Video and image analysis using deep learning has become ubiquitous across many different applications. However, traditional architectures are optimized for accuracy regardless of their inference time. This characteristic can potentially impair real world applications that have either computational resources limitations or time sensitivity. We propose a data flow system composed of different operators that allows for the inference time to be automatically adjusted according to the data being analyzed. It gracefully adjusts its accuracy (images) and frame sampling rate (video) in order to maintain a smooth output flow.
- Python 3.6
- PyTorch 1.1 and Torchvision
- gdown.pl
We used the model described in the paper Band-limited Training and Inference for Convolutional Neural Networks to automatically adjust the compression rate for a faster inference time, while gracefully degrading the accuracy for image classification. Please, follow the instructions on their repository replacing their main.py
file for the inference.py
file found in the classification folder of this repository.

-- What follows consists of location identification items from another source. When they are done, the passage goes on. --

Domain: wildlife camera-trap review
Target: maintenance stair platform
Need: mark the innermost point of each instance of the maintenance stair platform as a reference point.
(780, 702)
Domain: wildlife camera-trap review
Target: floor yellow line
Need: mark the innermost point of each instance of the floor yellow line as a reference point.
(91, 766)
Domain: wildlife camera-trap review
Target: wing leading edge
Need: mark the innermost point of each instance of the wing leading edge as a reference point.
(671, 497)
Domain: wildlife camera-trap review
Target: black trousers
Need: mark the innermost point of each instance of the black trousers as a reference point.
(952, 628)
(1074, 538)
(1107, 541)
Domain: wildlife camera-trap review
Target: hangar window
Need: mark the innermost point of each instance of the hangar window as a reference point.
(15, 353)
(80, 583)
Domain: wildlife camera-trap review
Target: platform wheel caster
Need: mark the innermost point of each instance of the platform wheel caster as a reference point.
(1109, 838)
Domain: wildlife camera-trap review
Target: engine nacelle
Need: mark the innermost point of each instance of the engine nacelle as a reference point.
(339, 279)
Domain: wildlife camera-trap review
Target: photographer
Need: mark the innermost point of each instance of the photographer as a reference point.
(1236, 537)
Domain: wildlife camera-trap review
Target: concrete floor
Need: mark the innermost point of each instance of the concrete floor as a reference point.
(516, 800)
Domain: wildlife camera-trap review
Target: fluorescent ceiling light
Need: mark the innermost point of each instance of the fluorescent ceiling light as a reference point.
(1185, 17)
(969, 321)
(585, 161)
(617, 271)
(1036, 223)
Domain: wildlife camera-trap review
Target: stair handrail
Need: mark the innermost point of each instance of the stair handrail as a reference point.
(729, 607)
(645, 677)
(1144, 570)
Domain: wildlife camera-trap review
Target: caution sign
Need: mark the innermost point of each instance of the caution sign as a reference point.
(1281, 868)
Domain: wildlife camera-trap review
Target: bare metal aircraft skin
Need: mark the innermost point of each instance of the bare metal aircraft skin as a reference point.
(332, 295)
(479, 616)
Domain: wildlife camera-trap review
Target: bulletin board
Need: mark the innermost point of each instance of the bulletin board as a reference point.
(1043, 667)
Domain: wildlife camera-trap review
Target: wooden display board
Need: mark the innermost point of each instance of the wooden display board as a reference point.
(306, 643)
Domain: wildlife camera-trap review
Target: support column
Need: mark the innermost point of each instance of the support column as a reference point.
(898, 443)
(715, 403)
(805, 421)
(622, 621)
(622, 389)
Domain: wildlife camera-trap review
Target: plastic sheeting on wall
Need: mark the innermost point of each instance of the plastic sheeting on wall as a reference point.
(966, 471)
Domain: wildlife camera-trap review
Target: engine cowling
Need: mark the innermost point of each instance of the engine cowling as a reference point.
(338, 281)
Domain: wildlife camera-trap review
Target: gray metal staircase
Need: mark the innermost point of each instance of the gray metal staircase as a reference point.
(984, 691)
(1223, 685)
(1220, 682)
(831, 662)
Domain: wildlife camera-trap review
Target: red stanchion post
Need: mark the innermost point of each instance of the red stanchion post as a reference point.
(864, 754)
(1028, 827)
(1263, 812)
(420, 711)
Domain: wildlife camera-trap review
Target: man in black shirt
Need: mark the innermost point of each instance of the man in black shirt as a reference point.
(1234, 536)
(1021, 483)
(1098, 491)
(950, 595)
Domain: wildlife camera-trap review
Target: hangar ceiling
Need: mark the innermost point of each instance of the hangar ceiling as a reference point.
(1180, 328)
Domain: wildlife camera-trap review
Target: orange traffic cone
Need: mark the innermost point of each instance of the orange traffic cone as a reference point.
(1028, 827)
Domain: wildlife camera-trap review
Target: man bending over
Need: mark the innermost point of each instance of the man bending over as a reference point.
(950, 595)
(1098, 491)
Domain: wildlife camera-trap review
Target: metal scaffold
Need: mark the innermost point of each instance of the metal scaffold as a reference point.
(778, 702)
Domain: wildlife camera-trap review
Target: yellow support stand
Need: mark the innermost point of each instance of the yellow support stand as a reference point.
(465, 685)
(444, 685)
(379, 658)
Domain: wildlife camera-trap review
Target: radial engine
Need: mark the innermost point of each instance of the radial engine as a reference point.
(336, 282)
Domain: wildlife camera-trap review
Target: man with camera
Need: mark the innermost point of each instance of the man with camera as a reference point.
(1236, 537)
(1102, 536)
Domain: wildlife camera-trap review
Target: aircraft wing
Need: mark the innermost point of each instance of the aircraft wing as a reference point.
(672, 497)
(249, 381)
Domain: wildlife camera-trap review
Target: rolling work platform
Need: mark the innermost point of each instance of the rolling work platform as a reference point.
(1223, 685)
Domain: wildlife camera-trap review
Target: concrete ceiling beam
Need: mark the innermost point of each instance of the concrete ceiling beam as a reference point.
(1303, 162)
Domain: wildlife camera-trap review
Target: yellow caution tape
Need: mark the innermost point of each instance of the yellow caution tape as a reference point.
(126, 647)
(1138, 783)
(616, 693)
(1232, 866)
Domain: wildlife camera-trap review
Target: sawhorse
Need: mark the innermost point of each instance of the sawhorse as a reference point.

Checkpoints for four different models can be downloaded running the download_checkpoints.sh
bash script in the classification folder. The checkpoint files should be placed in the same folder as the inference.py
file.
We used the model proposed in the paper Yolov3: An Incremental Improvement for object detection, which is among the state of the art architectures for this purpose. Our code is based on Erik Lindernoren's implementation. Run the download_weights.sh
bash script in the detection/config folder to download the Yolo weights file used in the model.
Sample videos used in the experiments can be downloaded running the download_videos.sh
bash script in the detection folder.
The image classification requires three arguments: the dataset, the checkpoint with the trained model and the display output boolean. The following is an example using one of the checkpoints provided:
inference.py --dataset='cifar10 --resume='cifar_10_resnet.tar' --display_output='False'
The object detection requires three arguments: the input video file path, the output video file path and the output display boolean. The following is an example using one of the videos downloaded in the installation step:
detection.py --input='soccer.ts' --output='output_video/soccer_output.avi' --display_output='False'